Showroom-privé en 10 dates clés

 

  • 2006 : Lancement du site showroomprive.com avec pour objectif de réinventer la façon dont les femmes découvrent et achètent de nouveaux articles de mode en ligne.
  • Octobre 2007 : le site enregistre son 50 000 ème acheteur cumulé.
  • Novembre 2009 : le site dépasse le seuil des 3 millions de membres inscrits.
  • 2010 : Ouverture à l’international, avec la mise en orbite, en juillet, d’une filiale en Espagne. La même année, sont mises en place les fondations du groupe SRP comprenant la société Showroomprive.com et plusieurs autres sociétés détenues par la famille de David Dayan et par Thierry Petit. Le fonds de capital-risque américain Accel Partners, spécialisé dans les entreprises technologiques, acquiert 31,25% du capital de la société auprès de ses fondateurs.
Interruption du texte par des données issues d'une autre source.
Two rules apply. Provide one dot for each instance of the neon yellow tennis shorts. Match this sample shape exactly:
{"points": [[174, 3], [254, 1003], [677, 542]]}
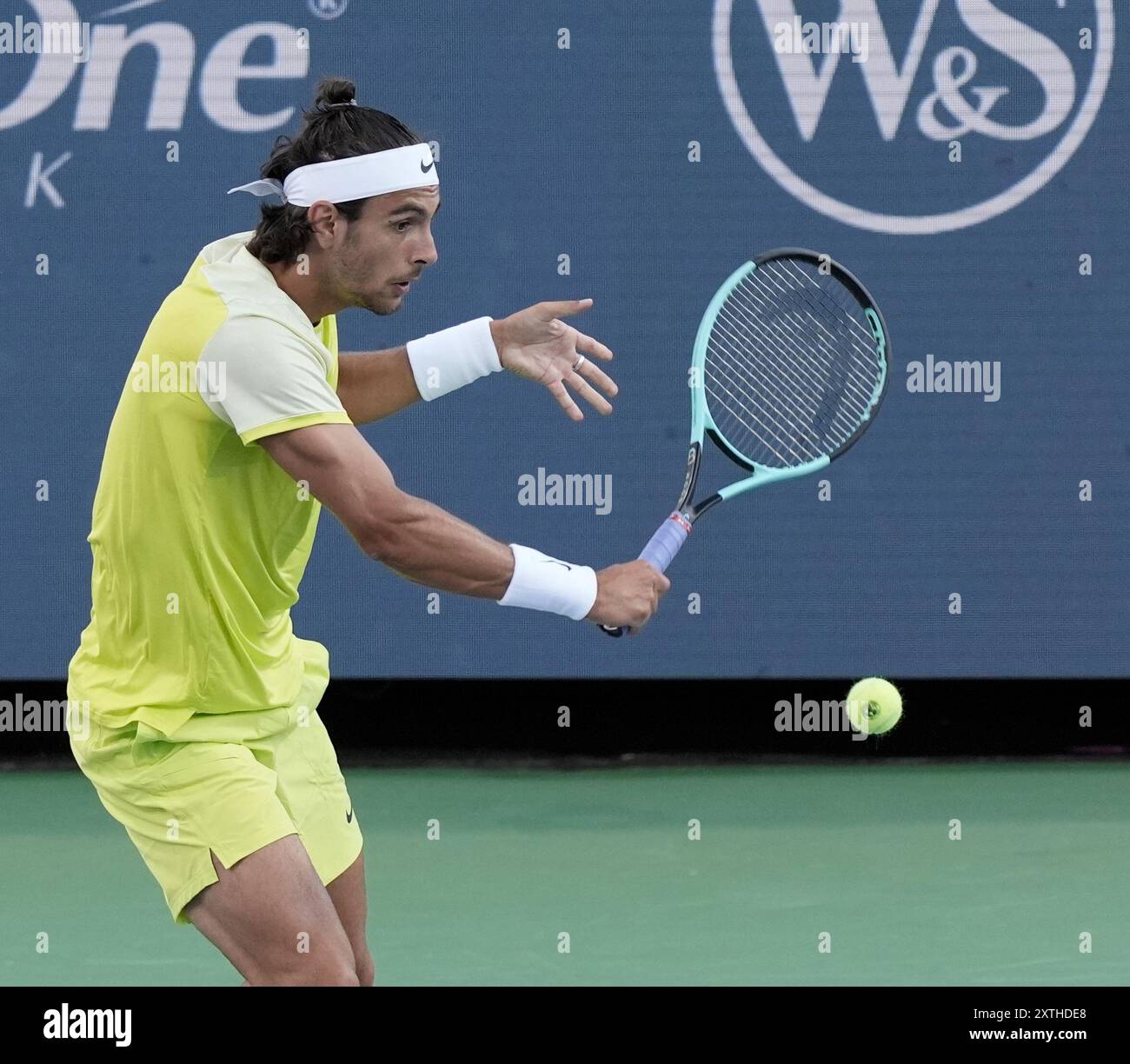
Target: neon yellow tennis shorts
{"points": [[227, 783]]}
  • 2011 : Implantation en Grande-Bretagne et en Italie. Lancement des premières applications mobiles pour iPhone, iPad et Androïd. Orchestration d’une première campagne publicitaire télévisée en France. Organisation des premières ventes de voyages, d’activités de loisirs, de petits équipements et de biens électroniques.
  • 2012 : Mise en œuvre de l’option de livraison en 24 heures « Demain chez vous ». Premières ventes de produits d’ameublement. Ouverture d’un site Internet aux Pays-Bas.
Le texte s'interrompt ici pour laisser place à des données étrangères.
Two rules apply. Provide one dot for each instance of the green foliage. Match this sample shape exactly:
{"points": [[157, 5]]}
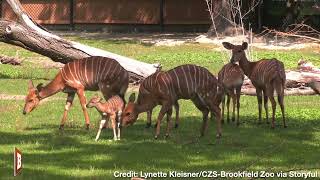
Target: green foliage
{"points": [[73, 153]]}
  •  2013 : Ouverture de sites Internet en Belgique, en Pologne et au Portugal.
  • 2014 : Conclusion d’un accord avec la société Dispeo afin d’externaliser une partie de la logistique en support de ses activités. La version britannique du site Internet devient accessible depuis plus de 160 pays.
  • 2015 : En mars et avril, des investisseurs individuels issus des pays du Golfe acquièrent environ 9,5% du capital social de la société auprès des fondateurs pour un montant total d’environ 59,5 millions d’euros. En juin, est mis en place l’incubateur « Look Forward ». En octobre, lancement de la première collection en propre sous la griffe « IRL » et introduction en Bourse sur le marché Euronext Paris.
  • 2016 :  Organisation (du 9 au 14 février) de la première édition des Prix Wearable, dans le cadre de la Semaine de l’Innovation en Mode Wearable, à la Gaîté Lyrique.